I'll see if i cant get some new good ones this weekend (since i cant get good pictures in the freaking dark, darned daylight savings).


----------



## apachiedragon (Apr 19, 2008)

She definitely needs weight and muscle, and I am not a fan of her back legs at all. In the second photo, she looks to maybe be a little over at the knee in front too, but I'm not sure on that, as her white marking may be playing tricks on my eyes. Her neck is very thin and looks to tie in pretty high. I don't like seeing a five year old with such a sunken back, she really needs some muscling along her top line. But none of those things should hinder her in everyday use, trail riding, low level hunter stuff. 

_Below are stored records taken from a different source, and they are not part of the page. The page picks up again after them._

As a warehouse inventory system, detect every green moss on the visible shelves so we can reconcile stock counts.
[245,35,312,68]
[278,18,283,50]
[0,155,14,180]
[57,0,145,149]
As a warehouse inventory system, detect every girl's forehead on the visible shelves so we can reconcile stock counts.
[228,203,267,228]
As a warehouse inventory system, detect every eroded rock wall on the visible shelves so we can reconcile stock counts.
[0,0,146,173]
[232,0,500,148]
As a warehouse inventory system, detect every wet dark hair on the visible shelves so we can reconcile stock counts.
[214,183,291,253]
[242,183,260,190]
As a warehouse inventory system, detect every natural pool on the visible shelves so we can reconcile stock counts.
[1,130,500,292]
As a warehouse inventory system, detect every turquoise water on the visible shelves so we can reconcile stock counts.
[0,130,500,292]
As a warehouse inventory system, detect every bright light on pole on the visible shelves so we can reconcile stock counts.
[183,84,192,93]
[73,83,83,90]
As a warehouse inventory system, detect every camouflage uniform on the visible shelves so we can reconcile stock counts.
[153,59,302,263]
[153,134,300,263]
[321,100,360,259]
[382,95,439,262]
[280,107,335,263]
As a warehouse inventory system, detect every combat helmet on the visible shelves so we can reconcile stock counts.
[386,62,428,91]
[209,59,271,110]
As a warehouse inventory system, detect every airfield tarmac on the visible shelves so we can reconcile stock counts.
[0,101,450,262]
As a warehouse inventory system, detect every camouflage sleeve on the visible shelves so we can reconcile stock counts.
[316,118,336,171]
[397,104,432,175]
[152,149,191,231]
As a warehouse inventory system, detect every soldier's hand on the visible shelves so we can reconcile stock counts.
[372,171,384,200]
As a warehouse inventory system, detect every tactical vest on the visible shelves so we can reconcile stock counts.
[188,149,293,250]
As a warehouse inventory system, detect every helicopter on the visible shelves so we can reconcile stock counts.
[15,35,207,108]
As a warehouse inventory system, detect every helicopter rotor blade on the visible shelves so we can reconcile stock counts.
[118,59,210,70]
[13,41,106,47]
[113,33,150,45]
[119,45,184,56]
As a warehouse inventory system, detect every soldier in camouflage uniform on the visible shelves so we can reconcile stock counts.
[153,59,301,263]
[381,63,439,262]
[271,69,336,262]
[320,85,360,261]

In another thread you said you were breeding her in the spring. I would strongly advise against it, she is not breeding quality at all. Nice mare, maybe, but nothing that should be bred.


----------



## AnalisaParalyzer (Apr 25, 2012)

first pics are from almost a year ago. i'll put up some more recent pics, like the third one i put up, over the weekend.


----------



## BB2 (Oct 22, 2012)

I don't think she is breeding quality either. Nothing special.
_Posted via Mobile Device_


----------



## Spotted (Sep 19, 2012)

Big Beautiful Mare, I lover her coloring! 
Its very hard to judge with those pics, but from what I can see, she is georgous!


----------



## Muppetgirl (Sep 16, 2012)

I think she looks like a great little horse for you. I'm not the best at giving critiques as ADMITTEDLY its not something I like to do as I'm not an expert. But she looks fairly balanced to me, just a little high in the hock I think. But I think she looks pretty sweet:wink:


----------



## BornToRun (Sep 18, 2011)

I don't remember if anyone asked for an opinion on her "breeding quality", so it's really quite irrelevant. It doesn't matter if you think she isn't worth breeding, it's not your decision to make, and it's not your horse, so don't worry about it. This is OPs horse, and she has every right to breed if she wants, so leave it alone.


----------



## Barrelhorseluver (Oct 31, 2012)

Try feeding her step six to give her some weight and do lots of long troting for muScle mass
_Posted via Mobile Device_


----------



## deserthorsewoman (Sep 13, 2011)

As for the mare, she is quite nice, nothing major at fault, underweight, judging by the pictures!, and I personally would like a bit more depth in the girth. 
As for breeding, with an exceptional stallion(note:exceptional, not fashionable), she could bring nice and improved offspring, provided the OP would do homework regarding pedigrees, too. 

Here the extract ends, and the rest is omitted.